This Week in Theatre: The Sleeping Beauty, Legally Blonde, New Ideas Festival, Dying Hard, The Campbell House Story
This week in theatre rounds up the most noteworthy live theatre playing right now in Toronto. It includes just-opened shows as well as productions that are about to close.
The Sleeping Beauty / National Ballet - Four Seasons Centre / 7:30pm/2:00pm / $25-$100+
The National Ballet has anchored its seasons of late with classic stories set to dance - Alice in Wonderland and Romeo and Juliet (both making a return next year). Rudolf Nureyev's adaptation of Sleeping Beauty, originally produced in 1972, follows in the same tradition. Tchaikovsky's music is set to the story of the sleeping princess, the enchantment that keeps her slumbering, and the prince that will awaken her.
Legally Blonde: The Musical / Lower Ossington Theatre / 8:00pm/4:00pm / $45-$60
It's not as classic or romantic a story as Sleeping Beauty, but Legally Blonde: The Musical was a Broadway hit when it premiered in 2007. If you haven't seen the movie or read the novel (yes, before Reese Witherspoon there was a novel), the story follows Elle Woods, a sorority girl who enrolls at Harvard Law to win back her boyfriend. The Lower Ossington is offering "VIPink seating" for up to eight on select performances.
New Ideas Festival / Alumnae Theatre / 8:00pm/2:30pm / $15-$35
The first segment of the New Ideas Festival kicks off at the Alumnae Theatre this week with five productions onstage from Wednesday to Sunday: The Man with a Butterfly Hat by Donna Langevin, Our Eliza by Megan Coles, Let My Mind Run Dry by Cassidy Sadler, Lover's Flight by Joel Fishbane, and Eating Pomegranates Naked by Andrea Scott.
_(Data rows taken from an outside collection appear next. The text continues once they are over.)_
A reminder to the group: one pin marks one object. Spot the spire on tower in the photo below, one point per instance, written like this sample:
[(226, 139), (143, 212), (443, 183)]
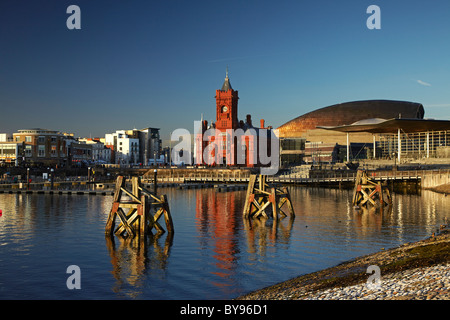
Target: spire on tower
[(226, 85)]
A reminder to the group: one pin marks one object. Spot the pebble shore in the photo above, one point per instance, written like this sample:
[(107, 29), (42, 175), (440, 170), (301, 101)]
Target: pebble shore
[(431, 283), (413, 271)]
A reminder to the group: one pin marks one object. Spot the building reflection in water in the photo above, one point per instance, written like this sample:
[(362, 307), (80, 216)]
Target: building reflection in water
[(132, 258), (219, 221)]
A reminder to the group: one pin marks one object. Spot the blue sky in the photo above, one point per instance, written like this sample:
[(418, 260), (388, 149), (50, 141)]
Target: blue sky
[(136, 64)]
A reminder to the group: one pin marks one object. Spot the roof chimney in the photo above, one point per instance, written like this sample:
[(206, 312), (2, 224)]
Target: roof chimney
[(249, 120)]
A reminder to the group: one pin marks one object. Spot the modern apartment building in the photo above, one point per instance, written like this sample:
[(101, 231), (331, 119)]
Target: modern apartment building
[(41, 146)]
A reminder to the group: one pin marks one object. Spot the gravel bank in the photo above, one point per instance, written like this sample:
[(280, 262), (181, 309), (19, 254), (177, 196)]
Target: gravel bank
[(413, 271)]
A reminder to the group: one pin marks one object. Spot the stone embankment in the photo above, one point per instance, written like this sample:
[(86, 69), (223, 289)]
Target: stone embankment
[(413, 271)]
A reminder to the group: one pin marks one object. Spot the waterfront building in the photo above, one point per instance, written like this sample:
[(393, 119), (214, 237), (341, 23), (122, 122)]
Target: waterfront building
[(42, 146), (230, 141), (315, 129), (100, 153), (125, 147)]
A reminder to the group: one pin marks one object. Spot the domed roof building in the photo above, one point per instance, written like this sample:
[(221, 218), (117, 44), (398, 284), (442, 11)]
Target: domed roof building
[(348, 113), (318, 143)]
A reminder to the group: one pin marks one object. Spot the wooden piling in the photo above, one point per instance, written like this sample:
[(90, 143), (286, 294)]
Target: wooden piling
[(138, 220), (259, 198), (369, 192)]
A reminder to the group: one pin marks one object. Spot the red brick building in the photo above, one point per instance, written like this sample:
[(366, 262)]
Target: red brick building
[(230, 141)]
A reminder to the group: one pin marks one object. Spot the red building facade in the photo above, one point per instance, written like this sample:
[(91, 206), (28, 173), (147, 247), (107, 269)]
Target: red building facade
[(229, 141)]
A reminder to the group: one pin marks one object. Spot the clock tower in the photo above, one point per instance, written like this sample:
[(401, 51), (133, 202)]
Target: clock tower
[(226, 106)]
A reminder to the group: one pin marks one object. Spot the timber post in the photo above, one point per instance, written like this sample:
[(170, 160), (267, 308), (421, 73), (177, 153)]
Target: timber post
[(136, 219), (369, 192), (261, 196)]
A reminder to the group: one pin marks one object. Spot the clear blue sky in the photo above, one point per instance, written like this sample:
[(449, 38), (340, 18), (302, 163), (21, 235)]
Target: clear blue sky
[(136, 64)]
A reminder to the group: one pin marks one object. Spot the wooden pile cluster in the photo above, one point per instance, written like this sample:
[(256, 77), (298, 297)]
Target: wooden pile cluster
[(133, 208), (260, 197), (368, 192)]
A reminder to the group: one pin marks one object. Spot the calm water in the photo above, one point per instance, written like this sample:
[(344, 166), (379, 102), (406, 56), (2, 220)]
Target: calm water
[(214, 254)]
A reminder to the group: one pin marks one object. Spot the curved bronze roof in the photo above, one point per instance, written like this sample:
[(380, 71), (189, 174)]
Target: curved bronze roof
[(350, 112), (392, 126)]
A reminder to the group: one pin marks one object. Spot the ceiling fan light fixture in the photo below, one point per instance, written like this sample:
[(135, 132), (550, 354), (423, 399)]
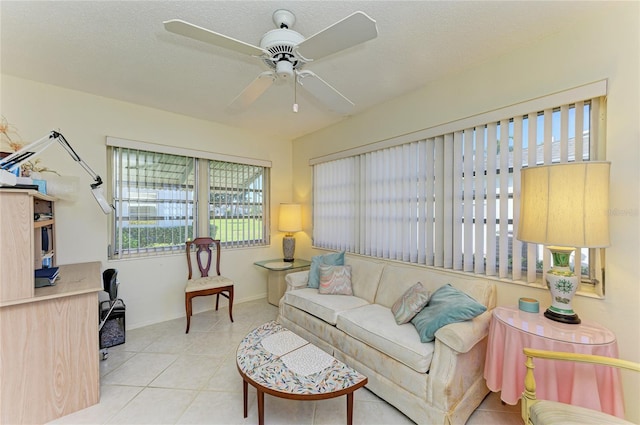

Fishbane won the 2010 Toronto Fringe New Play Contest and Coles has a number of solid credits under her belt.
Dying Hard / Tarragon Theatre Extra Space / 8:00pm/2:30pm / $20-25
A profile of St. Lawrence, Newfoundland, the site of fluorspar mines that caused all kinds of cancer, arthritis, and lung disease in the 1970s, Dying Hard features stories of those from the mines. The interviews were originally collected by Elliot Leyton, a visiting professor from Memorial University, and have since been adapted for the stage by Mikaela Dyke. With recent talks that the mines may one day open again, it's important for these stories to be told.
The Campbell House Story / Campbell House Museum / 7:00pm/9:00pm / $20
It's rare for a play to take place in the Museum for which it's named. In what promises to be an exciting project from Single Thread Theatre Company, a walking-tour of the Campbell House Museum unearths an 1827 conflict that threatens to topple the government of Upper Canada. Featured characters include Chief Justice William Campbell, William Lyon Mackenzie and, of course, the house which was the setting for these landmark Toronto moments. Audiences should be prepared to move around indoors, as The Campbell House Story is an interactive show.